Over the trailing-five-year period (or in the case of Palantir, 14 days shy of five years since it made its public debut on Sept. 30, 2020), net-selling activity has been eye-popping for both companies:

Collectively, more than $17.2 billion in net stock sales have been made by insiders at both companies.

Now here’s the caveat to this data: not all insider selling is necessarily nefarious. Most executives at America’s largest companies receive the lion’s share of their compensation in the form of stock and options. To cover their federal and/or state tax liability, executives and directors may need to sell stock (or exercise options and subsequently sell stock) to pay their bill. This type of selling activity isn’t worrisome.

However, the other swing of the pendulum appears to validate this $17.2 billion warning as something investors shouldn’t brush off as benign selling activity.

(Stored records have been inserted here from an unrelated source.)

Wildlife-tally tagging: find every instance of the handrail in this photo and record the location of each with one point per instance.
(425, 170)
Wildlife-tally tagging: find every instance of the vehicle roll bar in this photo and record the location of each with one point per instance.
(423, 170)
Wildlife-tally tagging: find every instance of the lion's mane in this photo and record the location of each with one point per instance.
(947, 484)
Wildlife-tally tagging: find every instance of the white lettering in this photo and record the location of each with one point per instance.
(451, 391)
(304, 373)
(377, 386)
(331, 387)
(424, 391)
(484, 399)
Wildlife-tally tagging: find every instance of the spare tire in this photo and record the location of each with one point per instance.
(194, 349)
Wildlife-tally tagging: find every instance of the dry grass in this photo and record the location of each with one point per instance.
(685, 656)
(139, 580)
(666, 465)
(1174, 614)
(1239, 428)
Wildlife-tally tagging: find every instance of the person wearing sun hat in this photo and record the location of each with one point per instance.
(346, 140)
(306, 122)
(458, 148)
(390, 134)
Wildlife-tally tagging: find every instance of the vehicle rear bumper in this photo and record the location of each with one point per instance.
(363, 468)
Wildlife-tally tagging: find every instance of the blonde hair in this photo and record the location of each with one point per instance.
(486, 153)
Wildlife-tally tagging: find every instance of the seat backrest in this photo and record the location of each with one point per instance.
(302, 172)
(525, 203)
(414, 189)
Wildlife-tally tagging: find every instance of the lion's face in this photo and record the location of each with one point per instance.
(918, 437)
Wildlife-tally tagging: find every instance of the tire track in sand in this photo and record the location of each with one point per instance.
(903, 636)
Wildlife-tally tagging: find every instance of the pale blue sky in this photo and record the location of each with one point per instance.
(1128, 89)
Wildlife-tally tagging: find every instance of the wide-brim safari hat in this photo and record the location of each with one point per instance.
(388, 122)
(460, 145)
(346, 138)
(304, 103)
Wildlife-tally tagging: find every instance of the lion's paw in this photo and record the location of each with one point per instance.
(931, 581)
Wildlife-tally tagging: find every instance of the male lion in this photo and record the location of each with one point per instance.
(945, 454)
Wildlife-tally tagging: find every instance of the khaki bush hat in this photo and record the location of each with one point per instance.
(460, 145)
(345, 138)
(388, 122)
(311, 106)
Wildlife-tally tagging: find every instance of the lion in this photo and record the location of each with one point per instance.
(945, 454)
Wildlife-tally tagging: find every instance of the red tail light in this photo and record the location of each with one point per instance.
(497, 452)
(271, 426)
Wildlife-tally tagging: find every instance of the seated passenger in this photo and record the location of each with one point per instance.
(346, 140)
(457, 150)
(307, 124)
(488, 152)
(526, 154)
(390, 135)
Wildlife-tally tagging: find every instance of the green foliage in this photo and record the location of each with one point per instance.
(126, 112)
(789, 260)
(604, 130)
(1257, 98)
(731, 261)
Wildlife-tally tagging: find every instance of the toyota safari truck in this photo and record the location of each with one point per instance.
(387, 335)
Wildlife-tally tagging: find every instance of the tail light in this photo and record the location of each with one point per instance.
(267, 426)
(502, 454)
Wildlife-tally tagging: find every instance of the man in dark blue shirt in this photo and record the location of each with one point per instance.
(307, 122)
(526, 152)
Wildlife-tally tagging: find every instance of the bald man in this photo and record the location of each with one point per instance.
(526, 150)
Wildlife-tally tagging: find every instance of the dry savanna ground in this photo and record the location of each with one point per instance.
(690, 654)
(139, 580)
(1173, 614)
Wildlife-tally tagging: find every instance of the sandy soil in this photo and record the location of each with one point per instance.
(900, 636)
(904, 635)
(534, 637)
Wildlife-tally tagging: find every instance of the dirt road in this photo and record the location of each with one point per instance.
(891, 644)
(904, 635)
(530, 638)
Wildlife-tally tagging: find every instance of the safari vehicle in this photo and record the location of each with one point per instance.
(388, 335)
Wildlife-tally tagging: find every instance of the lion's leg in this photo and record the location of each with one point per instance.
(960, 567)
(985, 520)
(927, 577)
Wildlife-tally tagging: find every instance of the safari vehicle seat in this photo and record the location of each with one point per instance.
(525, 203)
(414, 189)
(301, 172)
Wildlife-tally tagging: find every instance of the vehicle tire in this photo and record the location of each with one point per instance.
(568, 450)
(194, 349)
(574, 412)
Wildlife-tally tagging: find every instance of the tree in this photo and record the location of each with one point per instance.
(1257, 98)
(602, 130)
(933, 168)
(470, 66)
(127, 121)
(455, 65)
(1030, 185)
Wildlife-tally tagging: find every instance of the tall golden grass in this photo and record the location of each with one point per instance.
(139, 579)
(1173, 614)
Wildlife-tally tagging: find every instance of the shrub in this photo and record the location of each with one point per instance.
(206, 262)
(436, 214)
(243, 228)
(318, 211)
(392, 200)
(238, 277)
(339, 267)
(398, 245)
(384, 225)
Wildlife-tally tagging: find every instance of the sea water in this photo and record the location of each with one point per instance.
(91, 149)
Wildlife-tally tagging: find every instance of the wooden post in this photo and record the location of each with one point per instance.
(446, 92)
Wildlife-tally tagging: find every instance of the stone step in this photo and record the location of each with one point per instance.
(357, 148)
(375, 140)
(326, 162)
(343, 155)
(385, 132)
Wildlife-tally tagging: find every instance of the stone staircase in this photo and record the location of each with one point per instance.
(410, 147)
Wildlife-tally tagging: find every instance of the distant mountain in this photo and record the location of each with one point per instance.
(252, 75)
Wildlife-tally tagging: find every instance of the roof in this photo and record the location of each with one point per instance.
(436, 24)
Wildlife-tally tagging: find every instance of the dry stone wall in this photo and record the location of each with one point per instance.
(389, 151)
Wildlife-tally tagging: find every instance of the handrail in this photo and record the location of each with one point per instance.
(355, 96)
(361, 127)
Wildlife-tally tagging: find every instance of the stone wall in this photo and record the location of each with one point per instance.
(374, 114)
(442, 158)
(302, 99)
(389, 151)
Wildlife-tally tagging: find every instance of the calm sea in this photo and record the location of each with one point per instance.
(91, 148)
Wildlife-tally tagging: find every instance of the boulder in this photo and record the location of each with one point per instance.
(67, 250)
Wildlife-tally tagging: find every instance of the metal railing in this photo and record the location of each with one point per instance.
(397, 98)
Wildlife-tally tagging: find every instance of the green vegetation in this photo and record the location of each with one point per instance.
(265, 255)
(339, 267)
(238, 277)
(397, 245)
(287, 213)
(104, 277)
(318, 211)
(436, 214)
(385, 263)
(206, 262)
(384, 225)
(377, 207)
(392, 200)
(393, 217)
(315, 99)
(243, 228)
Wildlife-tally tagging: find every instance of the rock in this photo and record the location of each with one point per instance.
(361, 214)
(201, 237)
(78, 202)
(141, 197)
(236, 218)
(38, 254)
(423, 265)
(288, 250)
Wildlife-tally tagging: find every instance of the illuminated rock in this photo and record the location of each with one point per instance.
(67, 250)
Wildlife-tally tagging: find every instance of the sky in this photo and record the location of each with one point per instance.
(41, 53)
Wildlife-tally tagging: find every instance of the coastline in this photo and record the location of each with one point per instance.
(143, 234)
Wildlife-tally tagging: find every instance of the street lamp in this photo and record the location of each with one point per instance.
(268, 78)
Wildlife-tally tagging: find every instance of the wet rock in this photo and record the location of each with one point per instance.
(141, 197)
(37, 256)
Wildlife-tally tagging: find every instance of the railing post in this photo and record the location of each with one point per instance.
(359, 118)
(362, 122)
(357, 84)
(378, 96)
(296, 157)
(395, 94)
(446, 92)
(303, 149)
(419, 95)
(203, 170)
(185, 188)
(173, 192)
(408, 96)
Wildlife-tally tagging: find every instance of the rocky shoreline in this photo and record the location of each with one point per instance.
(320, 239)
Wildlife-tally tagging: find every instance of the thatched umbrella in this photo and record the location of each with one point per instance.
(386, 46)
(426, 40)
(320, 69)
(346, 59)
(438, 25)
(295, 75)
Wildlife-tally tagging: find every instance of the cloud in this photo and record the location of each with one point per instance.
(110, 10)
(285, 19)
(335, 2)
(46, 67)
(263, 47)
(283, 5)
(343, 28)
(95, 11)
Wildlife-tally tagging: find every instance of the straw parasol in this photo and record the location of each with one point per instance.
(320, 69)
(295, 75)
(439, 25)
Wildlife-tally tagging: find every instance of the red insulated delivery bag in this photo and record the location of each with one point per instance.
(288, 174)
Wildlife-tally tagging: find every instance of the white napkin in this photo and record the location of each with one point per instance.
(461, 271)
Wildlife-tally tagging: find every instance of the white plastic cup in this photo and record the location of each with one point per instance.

Though there are a number of reasons to sell stock, the lone reason to buy shares is if you believe they’ll head higher. Insider buying is as cut-and-dried as it gets. Over the last five years, not one executive or director has spent a penny purchasing Meta Platforms’ stock. As for Palantir, it has one purchase from an executive or board member in its nearly five years as a public company: a $1.16 million acquisition by former Chief Accounting Officer Heather Planishek.

With the stock market pushing to its third-priciest valuation when back-tested 154 years, investors are looking for clear signs that Wall Street’s leading businesses still offer upside. Palantir and Meta, which have just one insider purchase between them since mid-September 2020, are sending all the wrong signals.

If insiders at Wall Street’s most-influential businesses won’t purchase their own company’s stock, why should investors?